Optional. Default value: "error". If "error", throws an error whenever a word has a score in one score dictionary but not the other. If "exclude", excludes any word that is missing a score in one score dictionary from all word shift calculations, regardless if it may have a score in the other dictionary. If "adopt" and the score is missing in one dictionary, then uses the score from the other dictionary if it is available

stop_lens

Optional. A vector of 2 values. Denotes intervals of scores that should be excluded from word shifts calculations. Types with scores in this range will be excluded from word shift calculations. See details for more information.

stop_words

Optional. A vector that contains words that should be excluded from word shifts calculations.

normalization

Optional. Default value: "variation". If 'variation', normalizes shift scores so that the sum of their absolute values sums to 1. If 'trajectory', normalizes them so that the sum of shift scores is 1 or -1. The trajectory normalization cannot be applied if the total shift score is 0, so scores are left unnormalized if the total is 0 and 'trajectory' is specified.

Value

Returns a list object of class shift.

Details

reference_value: When a lexicon is used for type2score, you have to supply the middle point of the lexicon's scale. If the scale is from 1 to 9, the middle point you should use is 5. If no reference value is given, a value of 0 will be used. This might skew the results when calculating the shift scores.

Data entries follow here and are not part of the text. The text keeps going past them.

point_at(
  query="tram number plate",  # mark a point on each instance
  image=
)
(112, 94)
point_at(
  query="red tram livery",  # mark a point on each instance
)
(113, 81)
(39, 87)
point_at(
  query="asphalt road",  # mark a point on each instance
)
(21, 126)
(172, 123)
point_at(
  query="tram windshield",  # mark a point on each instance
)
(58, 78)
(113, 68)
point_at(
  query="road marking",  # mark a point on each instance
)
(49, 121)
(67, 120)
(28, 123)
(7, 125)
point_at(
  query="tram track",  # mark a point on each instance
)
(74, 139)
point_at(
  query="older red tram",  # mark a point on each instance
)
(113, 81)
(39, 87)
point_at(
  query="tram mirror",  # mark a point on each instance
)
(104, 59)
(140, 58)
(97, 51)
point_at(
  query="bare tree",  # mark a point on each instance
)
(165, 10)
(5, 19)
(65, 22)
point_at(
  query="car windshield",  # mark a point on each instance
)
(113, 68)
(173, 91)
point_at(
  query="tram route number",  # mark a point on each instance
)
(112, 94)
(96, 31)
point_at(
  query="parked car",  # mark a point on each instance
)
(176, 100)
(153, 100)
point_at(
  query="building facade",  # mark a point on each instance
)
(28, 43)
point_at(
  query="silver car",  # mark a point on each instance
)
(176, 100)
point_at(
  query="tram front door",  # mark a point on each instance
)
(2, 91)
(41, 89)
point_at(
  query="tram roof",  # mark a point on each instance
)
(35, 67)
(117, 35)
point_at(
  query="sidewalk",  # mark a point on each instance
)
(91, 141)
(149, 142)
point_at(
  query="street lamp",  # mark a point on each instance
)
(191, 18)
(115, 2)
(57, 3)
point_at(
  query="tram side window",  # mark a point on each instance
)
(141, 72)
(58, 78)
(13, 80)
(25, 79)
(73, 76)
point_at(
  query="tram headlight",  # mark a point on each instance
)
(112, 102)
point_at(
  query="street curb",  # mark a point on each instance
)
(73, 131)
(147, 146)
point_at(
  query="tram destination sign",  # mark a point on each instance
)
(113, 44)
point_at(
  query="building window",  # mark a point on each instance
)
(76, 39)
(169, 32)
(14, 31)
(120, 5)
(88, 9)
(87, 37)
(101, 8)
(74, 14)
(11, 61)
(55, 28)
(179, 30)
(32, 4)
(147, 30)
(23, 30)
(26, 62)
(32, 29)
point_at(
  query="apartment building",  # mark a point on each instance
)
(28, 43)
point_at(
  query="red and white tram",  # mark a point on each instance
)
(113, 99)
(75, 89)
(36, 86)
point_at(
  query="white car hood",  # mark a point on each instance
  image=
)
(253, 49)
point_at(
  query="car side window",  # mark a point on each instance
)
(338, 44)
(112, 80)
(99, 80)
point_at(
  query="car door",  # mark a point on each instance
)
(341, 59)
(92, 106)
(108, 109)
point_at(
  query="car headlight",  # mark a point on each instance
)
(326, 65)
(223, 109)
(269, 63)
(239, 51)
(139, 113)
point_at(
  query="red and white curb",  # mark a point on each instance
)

stop_lens: Stop_lens can be used to remove words that fall within a range from the shift score calculations. This should be used in combination supplying a lexicon. If the scale of the lexicon is from one to nine, you can, for example, remove the words that would have a score between 4 and 6 by supplying a vector of c(4, 6).

Examples

#' library(shifterator)
library(quanteda)
library(quanteda.textstats)
library(dplyr)

reagan <- corpus_subset(data_corpus_inaugural, President == "Reagan") %>% 
  tokens(remove_punct = TRUE) %>% 
dfm() %>% 
textstat_frequency() %>% 
as.data.frame() %>% # to move from classes frequency, textstat, and data.frame to data.frame
select(feature, frequency) 

bush <- corpus_subset(data_corpus_inaugural, President == "Bush" & FirstName == "George W.") %>% 
tokens(remove_punct = TRUE) %>% 
dfm() %>% 
textstat_frequency() %>% 
as.data.frame() %>% 
select(feature, frequency)

was <- weighted_avg_shift(reagan, bush, handle_missing_scores = "exclude")
#> There are 1461 words excluded from the calculations